Скользящий свет залил комнату, вступил с тенями в единоборство. Цветы на комоде стали частью стены и частью луны. Края лепестков, мерцая, поблескивают в матовой синеве. Желтое пытается вырваться из серебристого марева и не может. Стена, легкая и прозрачная, светится в лунном блике. Он тенью скользит по кувшину. Его фаянсовая влажность вырывается из тьмы… Это не литературные упражнения. Называю то, что видел. Перед поступлением во ВГИК я экспонирую это чудо на пластинку «Фотокора». Стараюсь не дышать. Маме запретил шевелиться.

На экзамене сообщил, что лунный натюрморт навсегда в моей голове. Члены приемной комиссии хохотали до слез. Я ушел в полной уверенности провала. Оказалось, мне поставили пятерки.

Ничего-тo я не знал, хотя снимал с шестого класса. Тогда был уверен, если мои глаза среди тьмы лиц, предметов, пейзажей, среди бесконечного разнообразия света на чем-то остановились — их правота безусловна. У меня все получалось. Снятый объект казался выразительней натуры. Налицо все признаки дилетанта. Лунный натюрморт меня ничему не научил. Тайно продолжал верить: все целиком подчиняется моей душе. Между объектом съемки и мной нет никаких преград. Моя наглость спасла меня на съемках дипломного фильма «Маяк с реки Бикин». Мы с Юлием Файтом снимали в уссурийской тайге. До возвращения в Москву материал был котом в мешке. Из-за полной безответственности у меня не было страха. Да, безответственность дает ощущение свободы. К тому же сам процесс съемки в этом состоянии приносит победную радость, ложное ощущение счастья. Но между свободой незнания и свободой знания — пропасть. Я был поражен, когда впервые услышал от Москвина: «Пойдем огорчаться». Так звучало приглашение к просмотру очередного материала «Дамы с собачкой». С этой минуты, очевидно, я утратил невинность идиотизма. Как соединить учение об измерении светочувствительности, контрастности, разрешающей способности с эмоциональностью восприятия? Как сохранить поиск риска, основы любого искусства, не убив его точным расчетом?

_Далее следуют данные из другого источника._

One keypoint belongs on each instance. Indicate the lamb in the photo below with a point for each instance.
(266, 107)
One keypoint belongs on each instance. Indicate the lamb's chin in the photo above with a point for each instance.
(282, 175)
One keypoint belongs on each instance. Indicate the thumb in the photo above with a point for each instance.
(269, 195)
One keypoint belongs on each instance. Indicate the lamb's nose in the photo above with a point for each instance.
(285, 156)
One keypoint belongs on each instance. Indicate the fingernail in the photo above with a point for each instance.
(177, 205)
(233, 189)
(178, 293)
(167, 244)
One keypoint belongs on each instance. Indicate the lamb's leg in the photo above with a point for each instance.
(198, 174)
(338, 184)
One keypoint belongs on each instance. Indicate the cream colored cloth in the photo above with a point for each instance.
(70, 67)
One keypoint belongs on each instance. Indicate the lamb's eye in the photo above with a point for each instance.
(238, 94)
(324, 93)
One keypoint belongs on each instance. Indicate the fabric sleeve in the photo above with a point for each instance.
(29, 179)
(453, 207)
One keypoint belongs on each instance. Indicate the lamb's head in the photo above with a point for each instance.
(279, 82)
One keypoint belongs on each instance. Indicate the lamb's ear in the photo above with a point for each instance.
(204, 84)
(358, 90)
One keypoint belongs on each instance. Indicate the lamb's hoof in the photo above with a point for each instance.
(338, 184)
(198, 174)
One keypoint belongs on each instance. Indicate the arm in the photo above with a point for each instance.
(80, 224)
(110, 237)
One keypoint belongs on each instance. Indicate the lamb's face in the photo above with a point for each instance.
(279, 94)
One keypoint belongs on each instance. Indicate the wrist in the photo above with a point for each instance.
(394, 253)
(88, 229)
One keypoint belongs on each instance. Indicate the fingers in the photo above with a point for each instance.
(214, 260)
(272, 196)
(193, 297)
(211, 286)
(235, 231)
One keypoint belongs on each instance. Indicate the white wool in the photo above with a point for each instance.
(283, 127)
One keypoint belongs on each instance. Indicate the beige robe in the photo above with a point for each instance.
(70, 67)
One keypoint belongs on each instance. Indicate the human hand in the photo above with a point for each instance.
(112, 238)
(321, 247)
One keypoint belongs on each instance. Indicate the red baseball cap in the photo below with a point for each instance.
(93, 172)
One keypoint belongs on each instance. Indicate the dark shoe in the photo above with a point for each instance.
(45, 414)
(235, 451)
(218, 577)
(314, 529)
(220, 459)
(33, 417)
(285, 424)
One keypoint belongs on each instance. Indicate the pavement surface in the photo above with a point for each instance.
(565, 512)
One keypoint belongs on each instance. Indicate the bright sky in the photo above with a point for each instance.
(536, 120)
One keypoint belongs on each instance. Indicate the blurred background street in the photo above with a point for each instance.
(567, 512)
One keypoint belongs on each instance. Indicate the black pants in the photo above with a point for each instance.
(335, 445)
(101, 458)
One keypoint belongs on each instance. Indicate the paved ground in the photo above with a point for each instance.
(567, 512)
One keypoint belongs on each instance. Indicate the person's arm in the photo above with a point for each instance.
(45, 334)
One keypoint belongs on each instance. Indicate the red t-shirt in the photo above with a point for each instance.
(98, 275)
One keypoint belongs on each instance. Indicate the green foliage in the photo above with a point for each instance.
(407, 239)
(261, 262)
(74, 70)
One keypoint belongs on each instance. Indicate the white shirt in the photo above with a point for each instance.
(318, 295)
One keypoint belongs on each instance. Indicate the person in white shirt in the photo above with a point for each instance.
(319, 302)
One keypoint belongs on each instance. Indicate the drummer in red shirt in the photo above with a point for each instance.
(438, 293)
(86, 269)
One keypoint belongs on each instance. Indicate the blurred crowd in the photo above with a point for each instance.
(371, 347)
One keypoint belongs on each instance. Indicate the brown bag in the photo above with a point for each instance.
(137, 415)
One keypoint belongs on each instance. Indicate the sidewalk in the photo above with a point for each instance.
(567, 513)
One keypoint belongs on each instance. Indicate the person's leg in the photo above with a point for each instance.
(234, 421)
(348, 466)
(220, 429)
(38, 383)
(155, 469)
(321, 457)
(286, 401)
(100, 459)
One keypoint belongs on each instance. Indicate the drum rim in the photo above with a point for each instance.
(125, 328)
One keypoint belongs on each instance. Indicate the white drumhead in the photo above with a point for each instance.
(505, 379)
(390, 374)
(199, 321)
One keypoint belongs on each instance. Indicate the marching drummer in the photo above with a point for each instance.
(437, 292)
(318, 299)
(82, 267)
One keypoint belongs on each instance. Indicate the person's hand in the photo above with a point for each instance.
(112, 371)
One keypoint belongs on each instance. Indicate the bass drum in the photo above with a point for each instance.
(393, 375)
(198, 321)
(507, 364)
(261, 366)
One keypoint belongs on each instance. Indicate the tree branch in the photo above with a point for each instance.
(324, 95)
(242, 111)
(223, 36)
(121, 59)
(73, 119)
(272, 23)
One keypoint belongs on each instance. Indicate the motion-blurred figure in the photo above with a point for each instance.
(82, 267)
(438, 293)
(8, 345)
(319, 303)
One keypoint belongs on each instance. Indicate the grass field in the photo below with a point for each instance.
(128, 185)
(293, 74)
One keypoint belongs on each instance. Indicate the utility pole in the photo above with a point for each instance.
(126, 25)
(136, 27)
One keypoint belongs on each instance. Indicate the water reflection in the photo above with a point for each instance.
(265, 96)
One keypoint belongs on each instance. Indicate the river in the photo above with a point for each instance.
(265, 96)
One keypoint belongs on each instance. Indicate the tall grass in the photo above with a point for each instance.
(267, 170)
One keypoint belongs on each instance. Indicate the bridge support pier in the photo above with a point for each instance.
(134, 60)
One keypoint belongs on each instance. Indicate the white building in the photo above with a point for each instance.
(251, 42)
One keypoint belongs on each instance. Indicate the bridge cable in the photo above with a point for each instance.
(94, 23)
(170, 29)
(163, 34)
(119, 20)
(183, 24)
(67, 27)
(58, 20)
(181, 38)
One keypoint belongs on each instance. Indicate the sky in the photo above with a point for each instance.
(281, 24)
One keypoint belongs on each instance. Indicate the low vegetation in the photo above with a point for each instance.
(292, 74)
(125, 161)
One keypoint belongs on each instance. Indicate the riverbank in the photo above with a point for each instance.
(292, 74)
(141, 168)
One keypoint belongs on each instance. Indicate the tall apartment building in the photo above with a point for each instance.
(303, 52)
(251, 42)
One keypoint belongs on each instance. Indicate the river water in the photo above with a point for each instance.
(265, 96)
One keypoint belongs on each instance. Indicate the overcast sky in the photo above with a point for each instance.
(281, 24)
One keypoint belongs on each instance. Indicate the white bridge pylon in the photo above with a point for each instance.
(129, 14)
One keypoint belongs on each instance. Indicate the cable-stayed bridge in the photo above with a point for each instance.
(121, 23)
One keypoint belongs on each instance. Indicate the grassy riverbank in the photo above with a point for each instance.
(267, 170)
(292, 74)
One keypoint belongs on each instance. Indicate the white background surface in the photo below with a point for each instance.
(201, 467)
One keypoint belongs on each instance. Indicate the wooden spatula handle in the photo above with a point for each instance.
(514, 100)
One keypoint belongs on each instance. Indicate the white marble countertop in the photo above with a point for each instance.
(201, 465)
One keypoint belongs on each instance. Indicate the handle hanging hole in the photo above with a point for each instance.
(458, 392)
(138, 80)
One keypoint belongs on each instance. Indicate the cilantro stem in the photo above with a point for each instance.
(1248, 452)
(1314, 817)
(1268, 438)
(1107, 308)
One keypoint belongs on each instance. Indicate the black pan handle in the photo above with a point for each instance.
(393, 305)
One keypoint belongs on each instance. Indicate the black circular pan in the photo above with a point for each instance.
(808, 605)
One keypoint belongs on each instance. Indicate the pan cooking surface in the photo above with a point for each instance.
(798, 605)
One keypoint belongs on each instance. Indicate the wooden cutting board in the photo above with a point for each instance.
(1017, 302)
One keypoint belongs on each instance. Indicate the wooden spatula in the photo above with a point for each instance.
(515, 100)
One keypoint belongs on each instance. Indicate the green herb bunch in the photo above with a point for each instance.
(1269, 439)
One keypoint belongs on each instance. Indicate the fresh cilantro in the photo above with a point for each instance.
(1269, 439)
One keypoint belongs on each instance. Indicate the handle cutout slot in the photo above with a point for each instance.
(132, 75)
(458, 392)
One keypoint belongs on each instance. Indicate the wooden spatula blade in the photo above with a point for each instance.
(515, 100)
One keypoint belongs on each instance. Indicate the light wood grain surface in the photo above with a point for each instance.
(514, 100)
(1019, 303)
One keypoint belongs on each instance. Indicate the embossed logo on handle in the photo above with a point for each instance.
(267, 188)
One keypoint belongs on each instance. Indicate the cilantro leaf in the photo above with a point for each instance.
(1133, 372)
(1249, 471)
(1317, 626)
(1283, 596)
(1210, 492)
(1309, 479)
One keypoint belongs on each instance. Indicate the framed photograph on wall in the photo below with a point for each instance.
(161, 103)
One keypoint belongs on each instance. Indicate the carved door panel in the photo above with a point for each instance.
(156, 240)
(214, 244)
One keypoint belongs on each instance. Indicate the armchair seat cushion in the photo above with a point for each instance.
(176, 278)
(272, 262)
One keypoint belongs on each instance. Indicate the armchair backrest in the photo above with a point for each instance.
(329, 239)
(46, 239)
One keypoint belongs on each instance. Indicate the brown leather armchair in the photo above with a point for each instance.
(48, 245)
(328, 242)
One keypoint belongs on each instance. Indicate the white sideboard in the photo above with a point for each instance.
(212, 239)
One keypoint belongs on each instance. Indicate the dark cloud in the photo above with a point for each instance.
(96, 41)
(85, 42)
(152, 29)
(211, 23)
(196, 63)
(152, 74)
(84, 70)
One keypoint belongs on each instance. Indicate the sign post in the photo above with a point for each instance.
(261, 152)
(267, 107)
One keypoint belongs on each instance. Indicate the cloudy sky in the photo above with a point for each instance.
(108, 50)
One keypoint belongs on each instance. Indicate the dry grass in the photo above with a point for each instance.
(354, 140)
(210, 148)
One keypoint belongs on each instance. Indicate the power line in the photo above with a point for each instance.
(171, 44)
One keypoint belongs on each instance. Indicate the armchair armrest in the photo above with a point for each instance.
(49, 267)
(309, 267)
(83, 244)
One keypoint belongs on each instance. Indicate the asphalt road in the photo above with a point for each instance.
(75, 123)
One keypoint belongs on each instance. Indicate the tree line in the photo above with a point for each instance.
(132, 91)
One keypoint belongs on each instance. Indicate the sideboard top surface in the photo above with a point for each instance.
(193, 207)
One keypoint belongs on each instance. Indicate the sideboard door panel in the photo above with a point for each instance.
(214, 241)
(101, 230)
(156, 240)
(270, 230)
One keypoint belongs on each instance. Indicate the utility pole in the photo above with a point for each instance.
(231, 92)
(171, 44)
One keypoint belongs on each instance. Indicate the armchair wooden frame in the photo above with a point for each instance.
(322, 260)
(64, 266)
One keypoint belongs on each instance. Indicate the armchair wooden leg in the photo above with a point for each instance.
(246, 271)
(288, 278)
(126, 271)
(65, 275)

Студенты ВГИКа Маргарита Касымова, Лариса Шепитько, Джемма Фирсова, Сильва Сергейчикова. Владимир Чумак (во втором ряду) с преподавателем К.М.Венцем (третий слева). 1957
Студенты ВГИКа Маргарита Касымова, Лариса Шепитько, Джемма Фирсова, Сильва Сергейчикова. Владимир Чумак (во втором ряду) с преподавателем К.М.Венцем (третий слева). 1957

Кликушество вокруг природности дарования, возводящее невежество в знак Божьей благодати, в нашей среде излюбленный конек. А как же быть с приумножением таланта, кто не помнит евангельскую притчу? Куда деть античность, открывшую космос и хаос, число и геометрию, логику, красоту как благо гармонии и добра? Куда деть самое углубленное, самое великое искусство, существующее на основе числа? То и дело слышишь: я ничего не понимаю в технике, не знаю, как это у меня получается. Да, искусство неразоблачимо. Но без знания его канонов нет открытий. Они создают новые правила, становятся законом, чтобы со временем и его превзойти. Кажущаяся легкость в искусстве — результат пролитых пота и крови.

Это известно тысячи лет.

Мы живем во времена имитаций. Все художественные идеи ХХ века заявили о себе в первую четверть столетия. Их первозданность исчезала вместе с уходом из жизни их открывателей. Ускорение, с которым разоблачались стили и направления, не имеет аналогов в истории. Сейчас, когда нам все разрешили, мы оказались в пустоте. Мы видим, читаем, слышим, наблюдаем технологии. Их продукт: консервы. Технология отчуждает участие воли и души человека от события, которое заведомо является программой в границах метода. Следует вспомнить, что технологическая система передачи информации, чем обернулся кинематограф, ни в какой мере не является искусством. Видео — усовершенствованная технология передачи информации. Любой человек с помощью видеокамеры снимет безобразно-стерильное, аморфное зрелище. Необходимое, пожалуй, сыскным ведомствам, учебным программам разного профиля, хроникерам государственного и домашнего масштабов.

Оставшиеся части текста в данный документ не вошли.